Если бы авторы учебников не были столь лукавыми, они должны были бы назвать свои учебники как-то иначе. Как минимум используя множественное число: «Экономические теории». А учитывая, что в них куча разных гипотез, то более удачным было бы название «Экономические фантазии». А уж если авторы были бы совсем честными, то, наверное, им следовало бы назвать учебник «Теория хрематистики».
Человек, который избавляется от магии псевдонаучного языка, используемого «профессиональными» экономистами, приходит к неожиданному для себя выводу: никакой экономической науки нет, это феномен, который вполне укладывается в определение «псевдонауки». Если читателя заинтересовал указанный тезис, могу рекомендовать свою книгу «Православное понимание экономики».
Для описания процесса разрушения системы высшего образования в России очень подходит слово «хронофагия». В переводе с греческого это означает «похищение времени». Лучшие годы своей жизни молодые люди проводят в стенах университетов и институтов. Проводят впустую. Невольно на память приходят строки из стихотворения М. Лермонтова «Дума»:
Печально я гляжу на наше поколенье!
Его грядущее — иль пусто, иль темно,
Меж тем, под бременем познанья и сомненья,
В бездействии состарится оно.
Если бы Михаил Юрьевич жил в наше время, думаю, он как-то по-другому бы сложил свою «Думу». Например, заменив слово «познанье» на слово «зомбирование». Да и «сомнений» сегодня почти уже не возникает. Сомнения – продукт размышлений. А с размышлениями в век ЕГЭ вообще сложно. А насчет «пустоты», «темноты» и «бездействия» - все верно, еще более актуально, чем во времена поэта.
Но вернемся к так называемому «экономическому образованию». Взрослые дяди и тёти занимаются тем, что отвлекают молодежь от постижения главных и нужных в жизни истин. Большинство этих солидных дядь и теть украшены степенями кандидат и доктор «экономических наук». Задумываются ли они, что таких наук нет? И даже не потому, что уже нет экономики. Потому, что в любой науке должны быть хотя бы какие-то законы, выражающие устойчивые причинно-следственные связи. А в уже упомянутых мною учебниках «Экономическая теория» нет даже намека на законы, зато куча никому не нужных гипотез.

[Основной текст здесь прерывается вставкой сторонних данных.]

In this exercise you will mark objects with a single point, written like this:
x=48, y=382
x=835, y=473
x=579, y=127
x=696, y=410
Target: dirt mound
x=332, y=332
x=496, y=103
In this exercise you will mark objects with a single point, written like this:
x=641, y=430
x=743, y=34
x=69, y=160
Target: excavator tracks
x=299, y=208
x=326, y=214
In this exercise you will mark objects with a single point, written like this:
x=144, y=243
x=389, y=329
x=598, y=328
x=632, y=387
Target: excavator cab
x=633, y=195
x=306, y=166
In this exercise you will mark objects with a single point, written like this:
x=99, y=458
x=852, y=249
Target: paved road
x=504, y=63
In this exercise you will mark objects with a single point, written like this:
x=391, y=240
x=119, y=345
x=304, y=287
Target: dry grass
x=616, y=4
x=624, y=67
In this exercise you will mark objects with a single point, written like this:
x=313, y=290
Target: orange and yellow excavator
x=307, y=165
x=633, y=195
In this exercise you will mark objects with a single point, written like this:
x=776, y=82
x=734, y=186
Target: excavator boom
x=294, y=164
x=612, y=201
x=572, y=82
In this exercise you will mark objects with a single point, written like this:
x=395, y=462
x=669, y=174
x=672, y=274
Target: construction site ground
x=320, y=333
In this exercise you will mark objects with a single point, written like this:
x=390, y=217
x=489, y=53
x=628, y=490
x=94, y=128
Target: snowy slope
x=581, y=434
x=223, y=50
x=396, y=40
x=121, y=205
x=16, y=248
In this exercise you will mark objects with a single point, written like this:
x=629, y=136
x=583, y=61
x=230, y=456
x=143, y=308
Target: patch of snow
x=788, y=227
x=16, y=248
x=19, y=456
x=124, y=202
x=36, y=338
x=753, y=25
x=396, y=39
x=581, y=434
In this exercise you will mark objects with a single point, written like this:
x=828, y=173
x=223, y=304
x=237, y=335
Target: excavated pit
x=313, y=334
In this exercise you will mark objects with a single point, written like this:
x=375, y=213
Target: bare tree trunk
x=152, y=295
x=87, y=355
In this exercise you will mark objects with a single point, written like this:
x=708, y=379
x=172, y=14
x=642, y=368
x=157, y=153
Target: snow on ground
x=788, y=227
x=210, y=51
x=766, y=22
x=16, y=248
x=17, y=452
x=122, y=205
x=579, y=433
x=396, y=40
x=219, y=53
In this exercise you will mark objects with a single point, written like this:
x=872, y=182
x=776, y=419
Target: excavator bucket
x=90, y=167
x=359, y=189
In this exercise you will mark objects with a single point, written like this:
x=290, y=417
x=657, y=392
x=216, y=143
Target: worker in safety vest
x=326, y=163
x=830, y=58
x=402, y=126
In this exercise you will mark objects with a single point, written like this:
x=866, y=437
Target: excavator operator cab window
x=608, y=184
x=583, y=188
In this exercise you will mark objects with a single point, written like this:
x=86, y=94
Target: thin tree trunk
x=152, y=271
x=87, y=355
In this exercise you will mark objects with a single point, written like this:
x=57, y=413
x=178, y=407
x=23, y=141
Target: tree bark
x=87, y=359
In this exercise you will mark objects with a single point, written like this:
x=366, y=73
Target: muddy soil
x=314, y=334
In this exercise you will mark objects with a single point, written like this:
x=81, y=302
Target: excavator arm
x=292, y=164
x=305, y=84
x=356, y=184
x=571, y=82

Но неужели в сфере экономики нельзя обнаружить никаких устойчивых причинно-следственных связей? Очень даже можно. Но это законы универсальные, распространяющиеся на все сферы человеческой жизни. Это законы, или заповеди, которые Бог дал человеку. Это десять заповедей («декалог»), которые Бог дал людям через Моисея. Это заповеди, данные Христом в Новом Завете. Но в сфере высшего образования действуют свои написанные правила. Даже на упоминание истинных законов, действующих в обществе (в том числе экономике) наложено негласное табу.
Впрочем, многие из этих дядь и тёть, украшенных разными званиями и степенями, даже не осознают, что они творят. Это про них сказал Господь: Горе миру от соблазнов, ибо надобно прийти соблазнам; но горе тому человеку, через которого соблазн приходит (Мф.18:7).
Если они не осознают, что творят, то кто осознает? Их главный «научный руководитель» - враг рода человеческого. Христос обличал книжников и фарисеев, называя имя их истинного духовного отца (в каком-то смысле – «научного руководителя»): отец ваш – дьявол. Спаситель добавлял, что он лжец и убийца (Ин. 8:44). Но можно добавить, что он еще и вор. Почему вор? Потому что организует хищение самого ценного, что Бог дает человеку, - времени. Дьявол и его слуги развращают молодежь «хрематистикой» и одновременно занимаются «хронофагией».